Soil, 1714 Once owned by the Belgian industrialist Amédée Soil (pronounced “swahle”). Bought in 1950 by Yehudi Menuhin, right, who sold it in 1986 to Itzhak Perlman for about £600,000. It also appears in a popular video game.
Earl Spencer, 1723 Named after Princess Diana’s great-grandfather the 6th Earl Spencer. The family sold it at auction in 1977. This was the instrument 22-year-old Nicola Benedetti used to perform Vaughan Williams’s The Lark Ascending at the Proms last year. It is reckoned to be worth £2m.
Solomon, ex-Lambert, 1729 Named after Murray Lambert, one of the few female professional violinists of her time, and Seymour Solomon, who bought it at an auction for £17,500 after her death in 1972. Sold at auction at Christie’s New York in April 2007 for £1.38m.

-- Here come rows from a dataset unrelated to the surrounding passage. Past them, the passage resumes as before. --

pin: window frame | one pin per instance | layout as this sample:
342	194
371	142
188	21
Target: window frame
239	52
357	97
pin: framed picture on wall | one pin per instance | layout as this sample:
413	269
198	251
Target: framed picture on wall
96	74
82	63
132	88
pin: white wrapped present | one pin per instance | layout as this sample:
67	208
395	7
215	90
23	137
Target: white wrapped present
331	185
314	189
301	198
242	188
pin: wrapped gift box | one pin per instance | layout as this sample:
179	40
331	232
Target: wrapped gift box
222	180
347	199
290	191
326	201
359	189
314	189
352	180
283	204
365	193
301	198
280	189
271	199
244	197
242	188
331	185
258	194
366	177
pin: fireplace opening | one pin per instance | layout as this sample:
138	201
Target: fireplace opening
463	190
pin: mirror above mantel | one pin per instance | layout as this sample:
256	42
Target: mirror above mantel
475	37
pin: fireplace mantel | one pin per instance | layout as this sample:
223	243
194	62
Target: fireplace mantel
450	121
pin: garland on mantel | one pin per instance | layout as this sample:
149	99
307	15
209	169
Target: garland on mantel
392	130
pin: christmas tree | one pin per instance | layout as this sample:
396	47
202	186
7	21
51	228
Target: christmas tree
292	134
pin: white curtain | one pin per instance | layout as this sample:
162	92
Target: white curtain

And bittersweet symphonies
The internationally acclaimed Min-Jin Kym put down her 314-year-old Stradivarius, valued at £1.2m, while she bought a sandwich and coffee at Pret a Manger, at Euston station on 29 November last year. It was snatched by a gang of thieves, who tried to sell it in an internet café the next day for £100. The three thieves were later caught, but the violin has not been recovered.
The virtuoso David Garrett paid £510,000 in 2003 for a 1772 violin made by an alumnus of Stradivarius. In December 2007, he fell downstairs, landing on his violin case, and smashed the instrument, by now worth an estimated £2.5m. Repairs were expected to cost around £80,000.